Not much, according to the luminaries of the field. I went to a panel about the future of supercomputing at SC11, and learned that the future is… Fortran, MPI, OpenMP and CUDA. I have no reason to doubt the experts; after all some of them were with the industry when it was all ferrite core memory and punch cards. But it makes me wonder if there is a future at all for supercomputing, if things keep going in this direction.
Let me explain: Programming in Fortran, MPI (Message Passing Interface), OpenMP (a system of annotations for C or Fortran to help the compiler parallelize the program), and CUDA (Compute Unified Device Architecture for programming GPGPUs) is tedious, uninspiring, and boring.
I talked to a CS student who was demonstrating his summer work at the booth belonging to one of the large national labs. It was a project to improve Monte Carlo simulations of some physical processes. It was done, unsurprisingly, using MPI and OpenMP. I asked him what the exciting part of the job was. It was the learning of the Monte Carlo method. The rest was the tedium of combining barely compatible clunky programming paradigms into a workable program.
Why does it matter? Because a thriving industry or a company must attract talent. And talent can’t be bought, at least not easily. There was once a study, which showed that, above a certain compensation level, talented people don’t care so much about salaries as they do about the novelty, excitement, and freedom. Google knows it very well: They create an exciting work environments (I call them day-care centers for programmers), and encourage their employees to spend 20% of their time pursuing their own projects. No wonder there is an underground pipeline from Microsoft to Google through which the talent keeps leaking out.
By the way, I worked for Microsoft back when it was exciting. Our salaries were rather mediocre, but we felt the urge to work long hours and weekends because we felt that our contributions mattered. Unlike today, sales and marketing were not driving the company, developers were.
To confuse matters even more for the executives, programmers are relatively cheap. The cooling bill for a data center dwarfs the cost of software development. Let’s face it, from a distance, a programmer might look just like another commodity, like a computer rack, air conditioner, or a router. This is even more pronounced in supercomputing, where a single rack might go for a million dollars–an equivalent of 10-20 programmer/years.
If you drain all the excitement from work, your company, or the whole industry, is bound to stagnate. Bored people don’t innovate. And we know from experience that, in high tech industries, if you don’t innovate, you die. Old programming paradigms might have worked for years, but new unmet challenges are piling up. A lot of work that required supercomputers in the past is now done on clusters of off-the-shelf components. Google owns one of the largest supercomputers in the world, and it’s all built from cheap commodity boxes. But Google lets its people innovate.

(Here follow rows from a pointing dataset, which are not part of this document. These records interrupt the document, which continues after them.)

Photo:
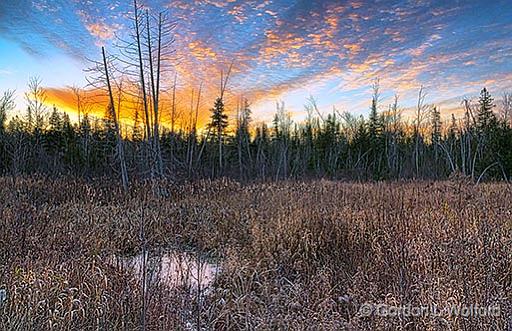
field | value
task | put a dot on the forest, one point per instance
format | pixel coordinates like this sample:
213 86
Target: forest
338 145
139 72
134 209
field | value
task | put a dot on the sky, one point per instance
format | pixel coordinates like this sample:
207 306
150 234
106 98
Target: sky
281 50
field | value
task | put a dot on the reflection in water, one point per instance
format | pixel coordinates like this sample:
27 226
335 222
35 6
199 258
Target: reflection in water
173 269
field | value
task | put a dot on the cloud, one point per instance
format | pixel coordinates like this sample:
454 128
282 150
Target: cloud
280 46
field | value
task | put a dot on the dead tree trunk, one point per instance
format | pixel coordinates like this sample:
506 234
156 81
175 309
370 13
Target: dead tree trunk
119 144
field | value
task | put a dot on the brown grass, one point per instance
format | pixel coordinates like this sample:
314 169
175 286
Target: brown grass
292 255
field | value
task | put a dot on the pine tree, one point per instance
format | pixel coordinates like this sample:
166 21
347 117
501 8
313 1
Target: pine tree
485 116
219 123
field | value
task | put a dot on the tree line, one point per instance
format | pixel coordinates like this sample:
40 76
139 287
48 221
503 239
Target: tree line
382 146
336 145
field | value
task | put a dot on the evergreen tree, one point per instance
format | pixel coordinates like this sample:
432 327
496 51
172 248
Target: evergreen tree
485 116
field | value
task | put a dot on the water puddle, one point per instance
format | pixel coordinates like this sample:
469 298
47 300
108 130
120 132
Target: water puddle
171 268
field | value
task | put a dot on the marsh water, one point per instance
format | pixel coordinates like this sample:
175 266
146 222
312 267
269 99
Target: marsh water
171 268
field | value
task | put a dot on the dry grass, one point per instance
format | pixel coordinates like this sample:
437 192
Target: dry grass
293 255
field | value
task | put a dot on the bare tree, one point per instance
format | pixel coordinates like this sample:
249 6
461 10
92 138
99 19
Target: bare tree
6 105
506 109
422 113
36 105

But not everything is bleak in the land of supercomputers. I have met two teams that were brimming with ideas and enthusiasm: one was Brad Chamberlain’s Cray Chapel team and the other was Hartmut Kaiser’s Louisiana State University Ste||ar team. I’m sure there were many others, but those were the ones I had the pleasure of meeting outside of the exhibition hall.

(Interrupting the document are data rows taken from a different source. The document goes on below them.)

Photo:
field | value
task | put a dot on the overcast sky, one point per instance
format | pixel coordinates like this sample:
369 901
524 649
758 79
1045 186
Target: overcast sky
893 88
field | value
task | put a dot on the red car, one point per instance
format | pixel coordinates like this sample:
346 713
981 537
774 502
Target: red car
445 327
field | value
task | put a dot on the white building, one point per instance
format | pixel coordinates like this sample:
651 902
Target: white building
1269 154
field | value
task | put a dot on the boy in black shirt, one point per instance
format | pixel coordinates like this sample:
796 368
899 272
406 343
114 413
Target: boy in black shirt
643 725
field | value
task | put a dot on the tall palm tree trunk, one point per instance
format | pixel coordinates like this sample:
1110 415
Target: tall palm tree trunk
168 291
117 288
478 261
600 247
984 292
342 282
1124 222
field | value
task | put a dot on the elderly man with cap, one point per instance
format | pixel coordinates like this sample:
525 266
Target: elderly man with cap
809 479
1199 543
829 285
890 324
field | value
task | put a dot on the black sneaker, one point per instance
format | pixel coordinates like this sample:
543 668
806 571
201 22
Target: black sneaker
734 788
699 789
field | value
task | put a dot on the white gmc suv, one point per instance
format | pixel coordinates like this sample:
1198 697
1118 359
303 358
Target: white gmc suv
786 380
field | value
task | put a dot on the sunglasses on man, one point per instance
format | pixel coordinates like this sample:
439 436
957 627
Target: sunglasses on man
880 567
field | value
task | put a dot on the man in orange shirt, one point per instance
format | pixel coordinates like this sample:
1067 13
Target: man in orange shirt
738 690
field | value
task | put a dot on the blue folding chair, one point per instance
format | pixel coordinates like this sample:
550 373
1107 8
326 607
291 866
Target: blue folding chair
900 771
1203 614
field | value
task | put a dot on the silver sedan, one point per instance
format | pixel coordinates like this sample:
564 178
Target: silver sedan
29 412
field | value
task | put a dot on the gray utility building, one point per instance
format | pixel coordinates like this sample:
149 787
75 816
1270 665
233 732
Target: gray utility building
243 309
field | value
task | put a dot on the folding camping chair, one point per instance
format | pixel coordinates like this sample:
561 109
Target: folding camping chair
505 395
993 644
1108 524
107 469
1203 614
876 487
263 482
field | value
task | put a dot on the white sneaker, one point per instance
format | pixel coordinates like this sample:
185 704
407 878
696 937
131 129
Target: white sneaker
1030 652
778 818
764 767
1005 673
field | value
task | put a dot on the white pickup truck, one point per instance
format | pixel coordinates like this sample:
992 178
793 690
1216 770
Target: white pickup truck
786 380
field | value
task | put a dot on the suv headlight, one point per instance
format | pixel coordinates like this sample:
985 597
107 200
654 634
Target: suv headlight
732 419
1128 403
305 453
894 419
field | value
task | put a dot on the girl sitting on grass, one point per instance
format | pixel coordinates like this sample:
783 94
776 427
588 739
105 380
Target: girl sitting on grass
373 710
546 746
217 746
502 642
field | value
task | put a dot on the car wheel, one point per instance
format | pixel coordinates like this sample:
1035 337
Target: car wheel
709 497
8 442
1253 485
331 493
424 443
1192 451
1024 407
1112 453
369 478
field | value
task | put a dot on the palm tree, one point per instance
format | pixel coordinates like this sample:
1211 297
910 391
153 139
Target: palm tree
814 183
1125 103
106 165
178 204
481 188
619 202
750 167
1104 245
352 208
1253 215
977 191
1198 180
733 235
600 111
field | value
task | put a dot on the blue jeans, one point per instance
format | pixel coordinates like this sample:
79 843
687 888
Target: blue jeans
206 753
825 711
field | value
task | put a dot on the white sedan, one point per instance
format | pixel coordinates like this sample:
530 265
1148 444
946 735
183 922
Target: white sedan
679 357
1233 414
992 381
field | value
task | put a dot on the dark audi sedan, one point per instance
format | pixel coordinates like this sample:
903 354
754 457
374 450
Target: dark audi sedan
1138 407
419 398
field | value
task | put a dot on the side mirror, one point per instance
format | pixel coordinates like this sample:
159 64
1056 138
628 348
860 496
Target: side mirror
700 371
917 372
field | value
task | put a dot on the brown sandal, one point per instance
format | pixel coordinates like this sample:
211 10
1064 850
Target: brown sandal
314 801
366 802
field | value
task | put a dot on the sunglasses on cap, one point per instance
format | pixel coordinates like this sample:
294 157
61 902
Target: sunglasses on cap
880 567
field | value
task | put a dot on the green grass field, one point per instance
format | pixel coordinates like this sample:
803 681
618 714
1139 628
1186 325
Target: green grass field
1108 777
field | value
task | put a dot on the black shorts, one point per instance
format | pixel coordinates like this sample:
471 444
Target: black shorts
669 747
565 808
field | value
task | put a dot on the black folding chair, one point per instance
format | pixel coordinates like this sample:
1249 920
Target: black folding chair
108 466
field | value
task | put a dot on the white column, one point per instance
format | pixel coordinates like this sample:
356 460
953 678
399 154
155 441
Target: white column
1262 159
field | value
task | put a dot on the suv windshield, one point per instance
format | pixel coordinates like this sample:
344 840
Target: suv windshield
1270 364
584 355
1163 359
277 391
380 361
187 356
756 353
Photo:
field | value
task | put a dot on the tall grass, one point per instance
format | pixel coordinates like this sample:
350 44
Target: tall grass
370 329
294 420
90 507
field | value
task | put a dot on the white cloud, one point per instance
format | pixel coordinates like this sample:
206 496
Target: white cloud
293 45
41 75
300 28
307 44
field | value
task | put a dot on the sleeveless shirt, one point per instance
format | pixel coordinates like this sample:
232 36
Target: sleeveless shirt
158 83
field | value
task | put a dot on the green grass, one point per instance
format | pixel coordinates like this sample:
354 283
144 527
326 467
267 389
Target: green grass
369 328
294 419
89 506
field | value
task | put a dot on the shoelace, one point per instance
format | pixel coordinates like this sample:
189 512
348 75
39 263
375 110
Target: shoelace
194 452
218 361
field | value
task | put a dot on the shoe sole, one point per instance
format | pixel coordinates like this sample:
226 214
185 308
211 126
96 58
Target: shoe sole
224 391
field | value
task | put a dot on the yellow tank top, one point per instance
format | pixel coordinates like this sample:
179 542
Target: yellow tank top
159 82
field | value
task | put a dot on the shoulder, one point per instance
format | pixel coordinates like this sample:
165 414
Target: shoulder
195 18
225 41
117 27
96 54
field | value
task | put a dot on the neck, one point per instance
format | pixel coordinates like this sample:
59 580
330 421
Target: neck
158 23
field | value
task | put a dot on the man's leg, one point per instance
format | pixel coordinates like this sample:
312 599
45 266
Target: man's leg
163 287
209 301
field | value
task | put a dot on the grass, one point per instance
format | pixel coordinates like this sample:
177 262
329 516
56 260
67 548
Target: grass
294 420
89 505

You can tell that a team is dedicated to a task if they can’t stop talking about their work even after a few beers. Young creative people are attracted like moths to interesting and challenging projects. I don’t think writing simulations using OpenMP and MPI, even if they run on Cray X-MP, can generate this kind of enthusiasm.

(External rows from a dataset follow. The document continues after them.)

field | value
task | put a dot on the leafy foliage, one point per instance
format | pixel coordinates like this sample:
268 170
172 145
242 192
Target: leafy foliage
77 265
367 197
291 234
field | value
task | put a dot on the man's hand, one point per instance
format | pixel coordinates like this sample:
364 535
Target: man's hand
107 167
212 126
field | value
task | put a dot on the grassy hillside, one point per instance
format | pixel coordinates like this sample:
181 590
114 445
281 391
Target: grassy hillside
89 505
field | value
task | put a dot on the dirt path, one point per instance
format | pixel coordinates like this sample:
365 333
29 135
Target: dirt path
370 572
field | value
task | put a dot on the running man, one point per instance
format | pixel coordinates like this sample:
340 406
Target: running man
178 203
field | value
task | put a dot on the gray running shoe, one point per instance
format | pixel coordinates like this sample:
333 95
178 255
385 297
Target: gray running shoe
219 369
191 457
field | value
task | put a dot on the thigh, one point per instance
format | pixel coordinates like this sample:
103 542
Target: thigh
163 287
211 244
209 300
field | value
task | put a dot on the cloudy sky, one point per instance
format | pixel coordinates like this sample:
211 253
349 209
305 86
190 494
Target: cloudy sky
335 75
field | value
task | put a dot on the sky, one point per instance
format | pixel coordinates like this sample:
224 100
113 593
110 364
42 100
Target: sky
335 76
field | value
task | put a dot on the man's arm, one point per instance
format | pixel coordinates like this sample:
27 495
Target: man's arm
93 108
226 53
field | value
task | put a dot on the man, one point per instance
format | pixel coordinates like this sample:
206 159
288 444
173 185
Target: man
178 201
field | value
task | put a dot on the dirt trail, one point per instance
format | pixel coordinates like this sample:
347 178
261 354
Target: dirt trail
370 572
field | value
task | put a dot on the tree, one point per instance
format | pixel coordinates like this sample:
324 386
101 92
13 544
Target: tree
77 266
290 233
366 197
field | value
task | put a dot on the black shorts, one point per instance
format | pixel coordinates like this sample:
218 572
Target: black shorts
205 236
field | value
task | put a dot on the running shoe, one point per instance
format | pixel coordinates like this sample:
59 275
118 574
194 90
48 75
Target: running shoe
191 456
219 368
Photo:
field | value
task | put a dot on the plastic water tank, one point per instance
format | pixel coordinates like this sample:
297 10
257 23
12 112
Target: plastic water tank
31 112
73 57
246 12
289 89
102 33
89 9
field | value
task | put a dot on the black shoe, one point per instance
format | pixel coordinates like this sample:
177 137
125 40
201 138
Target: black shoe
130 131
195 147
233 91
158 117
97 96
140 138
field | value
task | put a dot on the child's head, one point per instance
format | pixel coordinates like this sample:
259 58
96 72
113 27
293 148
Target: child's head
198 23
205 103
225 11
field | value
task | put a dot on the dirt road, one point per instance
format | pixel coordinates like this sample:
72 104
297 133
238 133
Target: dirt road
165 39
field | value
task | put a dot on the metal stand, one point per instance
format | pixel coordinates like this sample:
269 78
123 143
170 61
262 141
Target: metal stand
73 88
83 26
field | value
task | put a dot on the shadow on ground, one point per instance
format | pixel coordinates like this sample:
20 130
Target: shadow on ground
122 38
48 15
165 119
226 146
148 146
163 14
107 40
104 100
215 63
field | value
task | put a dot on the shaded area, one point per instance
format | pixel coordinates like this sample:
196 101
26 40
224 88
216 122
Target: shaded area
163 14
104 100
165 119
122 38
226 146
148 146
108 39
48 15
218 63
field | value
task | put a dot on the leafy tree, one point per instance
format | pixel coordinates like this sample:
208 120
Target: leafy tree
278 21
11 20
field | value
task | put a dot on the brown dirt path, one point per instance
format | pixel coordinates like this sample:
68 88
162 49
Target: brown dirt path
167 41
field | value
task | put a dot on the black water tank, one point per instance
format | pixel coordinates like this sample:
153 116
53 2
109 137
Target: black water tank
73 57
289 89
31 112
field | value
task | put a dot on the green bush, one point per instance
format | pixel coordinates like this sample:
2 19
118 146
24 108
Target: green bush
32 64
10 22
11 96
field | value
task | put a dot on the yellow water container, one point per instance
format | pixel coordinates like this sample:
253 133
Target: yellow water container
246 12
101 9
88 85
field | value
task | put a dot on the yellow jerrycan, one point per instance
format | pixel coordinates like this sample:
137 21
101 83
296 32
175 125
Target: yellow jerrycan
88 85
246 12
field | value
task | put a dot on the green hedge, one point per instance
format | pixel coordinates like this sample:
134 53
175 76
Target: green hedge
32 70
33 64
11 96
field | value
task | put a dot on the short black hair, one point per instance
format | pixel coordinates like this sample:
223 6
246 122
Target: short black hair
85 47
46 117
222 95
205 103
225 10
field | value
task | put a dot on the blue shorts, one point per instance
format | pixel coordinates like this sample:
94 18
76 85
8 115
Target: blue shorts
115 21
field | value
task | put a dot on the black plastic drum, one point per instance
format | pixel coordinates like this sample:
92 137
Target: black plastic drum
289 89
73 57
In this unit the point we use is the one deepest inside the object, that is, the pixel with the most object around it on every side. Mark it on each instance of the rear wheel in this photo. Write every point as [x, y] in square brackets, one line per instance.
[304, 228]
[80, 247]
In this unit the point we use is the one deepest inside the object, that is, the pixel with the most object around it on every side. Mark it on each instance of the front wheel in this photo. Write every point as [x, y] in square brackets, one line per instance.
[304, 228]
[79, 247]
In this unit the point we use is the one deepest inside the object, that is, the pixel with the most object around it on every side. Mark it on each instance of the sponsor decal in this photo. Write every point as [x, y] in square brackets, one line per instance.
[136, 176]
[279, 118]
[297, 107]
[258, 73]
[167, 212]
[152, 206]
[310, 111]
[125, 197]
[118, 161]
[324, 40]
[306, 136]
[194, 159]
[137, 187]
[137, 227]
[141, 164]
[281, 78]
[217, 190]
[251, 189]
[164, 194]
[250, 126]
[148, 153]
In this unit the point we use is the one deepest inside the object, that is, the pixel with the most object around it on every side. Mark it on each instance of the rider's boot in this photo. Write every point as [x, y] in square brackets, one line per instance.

November 21, 2011 at 12:41 pm
This is a sad comment on the depth of understanding of the basic problem. As your respondents noted, it is the infrastructure that is the hard bit, not the operation code. Yet this should not be so. What is missing is a translatable design notation for the infrastructure, the glue that holds the operations together. Such a notation must be fully translatable, the generated code, and any run-time components, must completely abstract both the hardware and software environment, and must provide an environment that is a pleasure to use, not the brain ache and inflexibility of OpenMP, DDS or any of that ilk. The prime problem with all of the above is that they all constrain the design to address the problem of the distribution model well before the designer is ready to do so. Chapel has addressed at least some of those concerns, it has the capability to define the distribution model last, but that distribution model is effectively static. The designer defines that a certain method be run at a certain place; the data must always follow the code. If the full resources of the hardware are to be harnessed then code must be allowed to follow the data; the run time must have the freedom to run a method where best suited, where the data is already. The designer must have a notation that describes the concurrency in a lucid way, and allows the distribution model to be completely decoupled from the functional model. UML has signally failed in this regard and, I believe, is the wrong place to start.
November 21, 2011 at 12:51 pm
Bartosz, we really had a great time in Seattle, thanks!
Adrian, code following the data is exactly what hpx is about.
November 21, 2011 at 12:58 pm
Formula 1 is boring. Pilots shift gears manually. It can’t attract real talents, guess what – no audio system either.
November 21, 2011 at 1:09 pm
http://groups.google.com/group/comp.sys.super/msg/38b7e0f5416908d6 is where I wrote about this blogpost on Usenet.
November 21, 2011 at 1:50 pm
People use Fortran because it’s fast, has native support for vector operations, high-quality compilers exist for it, and there is a huge base of numerical libraries that has already been optimized for nearly every platform (ATLAS, for example) so you don’t have to implement everything from scratch.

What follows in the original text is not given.